Are Cisco and Red Hat Getting Cozy?
When Red Hat kicks off its big customer summit June 18 in Boston, the open source giant will bring along a rather large — and surprising — date: Cisco Systems Inc. Why does Cisco plan to hang out at one of the open source industry’s largest events? The VAR Guy has a few hunches.
Over the past year or so, Cisco has begun a quiet metamorphosis. During meetings with The VAR Guy in 2006, Cisco could barely utter the term “open source,” and company insiders weren’t familiar with industry players like Canonical, SugarCRM or MySQL (since acquired by Sun Microsystems).
But by mid-2007, The VAR Guy noticed some small but significant changes. During a media gathering in Dublin, Ireland, Cisco managers actually uttered the “open source” term, and they spoke a bit about their efforts to get open source (and closed source) application developers aboard the unified communications bandwagon.
Good News, Bad News
The VAR Guy isn’t suggesting that Cisco is ready to start open sourcing all of its software projects. But the networking company is starting to realize that open source is both a blessing and a burden.

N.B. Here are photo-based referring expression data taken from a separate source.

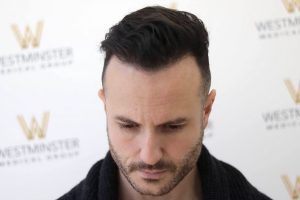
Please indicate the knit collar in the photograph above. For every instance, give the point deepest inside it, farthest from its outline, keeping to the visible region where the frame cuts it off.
(214, 184)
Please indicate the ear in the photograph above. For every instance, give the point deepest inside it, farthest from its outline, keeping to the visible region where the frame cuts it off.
(208, 107)
(101, 95)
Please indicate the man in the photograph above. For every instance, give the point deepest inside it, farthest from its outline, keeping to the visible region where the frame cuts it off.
(157, 98)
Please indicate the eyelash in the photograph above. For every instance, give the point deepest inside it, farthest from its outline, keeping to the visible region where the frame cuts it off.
(169, 127)
(127, 126)
(174, 126)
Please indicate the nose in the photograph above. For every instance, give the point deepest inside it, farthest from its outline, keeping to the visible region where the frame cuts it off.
(151, 149)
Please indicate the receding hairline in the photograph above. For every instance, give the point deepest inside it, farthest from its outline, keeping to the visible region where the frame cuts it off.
(203, 88)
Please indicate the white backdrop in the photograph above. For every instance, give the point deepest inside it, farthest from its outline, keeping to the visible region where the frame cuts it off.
(52, 124)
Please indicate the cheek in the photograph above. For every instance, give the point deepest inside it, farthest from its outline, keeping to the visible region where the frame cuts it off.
(177, 147)
(122, 143)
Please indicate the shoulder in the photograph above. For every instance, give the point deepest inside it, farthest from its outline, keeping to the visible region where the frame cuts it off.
(87, 187)
(239, 186)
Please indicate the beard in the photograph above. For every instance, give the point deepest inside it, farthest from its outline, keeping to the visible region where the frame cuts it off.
(178, 170)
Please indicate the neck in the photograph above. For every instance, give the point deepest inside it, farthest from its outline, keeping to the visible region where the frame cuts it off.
(188, 188)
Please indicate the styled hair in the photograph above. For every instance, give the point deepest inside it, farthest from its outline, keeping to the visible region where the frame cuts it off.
(154, 37)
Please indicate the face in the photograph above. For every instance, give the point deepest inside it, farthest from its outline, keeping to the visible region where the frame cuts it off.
(155, 122)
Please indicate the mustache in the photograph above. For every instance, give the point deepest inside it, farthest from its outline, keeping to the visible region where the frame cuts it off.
(161, 165)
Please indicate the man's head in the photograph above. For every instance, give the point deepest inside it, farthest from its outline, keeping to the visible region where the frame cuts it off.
(156, 79)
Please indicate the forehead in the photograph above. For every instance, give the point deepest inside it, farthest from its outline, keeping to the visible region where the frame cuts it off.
(184, 72)
(128, 84)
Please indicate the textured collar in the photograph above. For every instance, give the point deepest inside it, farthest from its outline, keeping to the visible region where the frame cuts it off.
(214, 184)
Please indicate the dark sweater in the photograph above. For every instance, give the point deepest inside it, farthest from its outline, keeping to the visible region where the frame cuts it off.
(219, 180)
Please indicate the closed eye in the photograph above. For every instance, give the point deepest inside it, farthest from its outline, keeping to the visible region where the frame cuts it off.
(172, 127)
(128, 126)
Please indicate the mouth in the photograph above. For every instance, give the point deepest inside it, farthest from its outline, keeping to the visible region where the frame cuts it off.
(152, 174)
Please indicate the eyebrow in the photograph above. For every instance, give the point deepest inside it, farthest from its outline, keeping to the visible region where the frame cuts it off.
(180, 120)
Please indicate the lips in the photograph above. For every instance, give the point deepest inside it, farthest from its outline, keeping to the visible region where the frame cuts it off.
(152, 174)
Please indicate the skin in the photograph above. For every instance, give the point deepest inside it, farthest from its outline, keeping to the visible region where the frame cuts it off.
(155, 123)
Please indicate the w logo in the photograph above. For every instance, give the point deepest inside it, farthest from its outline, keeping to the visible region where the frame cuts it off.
(295, 93)
(291, 5)
(35, 129)
(28, 37)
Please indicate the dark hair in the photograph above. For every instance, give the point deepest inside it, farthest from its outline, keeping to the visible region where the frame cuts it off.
(154, 37)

On the upside, Cisco can leverage open source partners to fend off Microsoft’s unified communication efforts. We all know that application developers are the key to winning platform wars. And in Cisco’s mind, the next big platform is unified communications.
Now, for the challenge: Open source also threatens Cisco in some ways, particularly at the low end of the market where companies like Digium, Untangle and others are promoting open source networking, IP PBX and security solutions.
Open source won’t threaten to destroy Cisco anytime soon, but Cisco isn’t waiting around to see how the competitive landscape evolves.
Welcome to Red Hat Summit
Instead, Cisco is attending — and even sponsoring — events like Red Hat Summit.
During the summit, Cisco is expected to describe how its products complement Red Hat’s middleware. But The VAR Guy thinks Cisco will spend considerable time listening to attendees — rather than pitching products.
Microsoft spent the 1990s ignoring and dismissing competitive threats from Linux. Apparently, Cisco is determined to avoid that mistake in the modern age of Web 2.0 and open applications.
Ignoring open source would mean dismissing dozens of application companies — and thousands of independent programmers — who can add value to Cisco’s unified communications strategy.
I think this has more to do with open source networking and less to do with unified open source applications. Most ISVs, open or closed source, aren’t writing unified applications yet.
“2006, Cisco could barely utter the term “open source,” and company insiders weren’t familiar with industry players like Canonical, SugarCRM or MySQL”
I would expect not. Canonical was barely a blip in 2006. Canonical is still a _tiny_ player in the Open Source are, regardless of their relentless marketing machine. And what would SugarCRM have to do with Ciscos’ primary business? Or a database? Maybe if you where mentioning python-twisted, Cacti, Nagios, nmap or a host of other applications that might have something to do with their core business they would reacted differently.
Cisco has been working with F/LOSS developers for years – they are now just publicizing the fact.
Joe: The VAR Guy understands your points, but there were key “silos” of expertise in Cisco. Sure, some Cisco insiders knew about free and open source software. But a great many people in Cisco marketing didn’t understand how the worlds of networking, open source and applications would converge two years ago.
Here we are in 2008, and everyone is marching toward unified communications — CRM, databases and other apps tied to unified call centers, etc.
An other explanation: chance are that all sorts of System and Network Admins would attend such conf therefore it would be an other mean to reach one of their core audience.
Quoting from here: http://www.redhat.com/about/news/prarchive/2007/mrg.html
“As a working group member of AMQP, Cisco has been collaborating with Red Hat for over 18 months on low-latency optimization of AMQP and MRG Messaging open middleware protocols across InfiniBand compute fabrics,” said Bill Erdman, marketing director, Data Center Technology Group at Cisco. “Through this collaboration with Red Hat we are insuring that MRG is fully interoperable and offers enhanced services, including quality of service, manageability and increased delivery reliability.”
Dim @5: Great to hear, but many people in CSCO are only now getting a feel for open source. The VAR Guy has covered CSCO since 1992… Linux got its start in the early 1990s. Red Hat went public in 1999… Now, CSCO is finally waking up to the world of open source. It’s one thing to “work” with red hat in a working group, it’s quite another for CSCO to open its wallet and sponsor a major Red Hat event. Correction: The major Red Hat event of the year. Smart move on CSCO’s part, The VAR Guy believes.
Having worked at Cisco for eight years previously, Cisco certainly used Linux for many different product lines typically on management platforms, SAN products or Wireless controllers. There is a lot of ‘siloed’ expertise as someone pointed out earlier.
I think the point that isn’t being brought up is that Cisco now views Microsoft as its #1 threat in unified communications and other areas. I think they are just solidly placing themselves on the other side to be honest. They see a cost/competitive advantage and want to help set the “other” standard.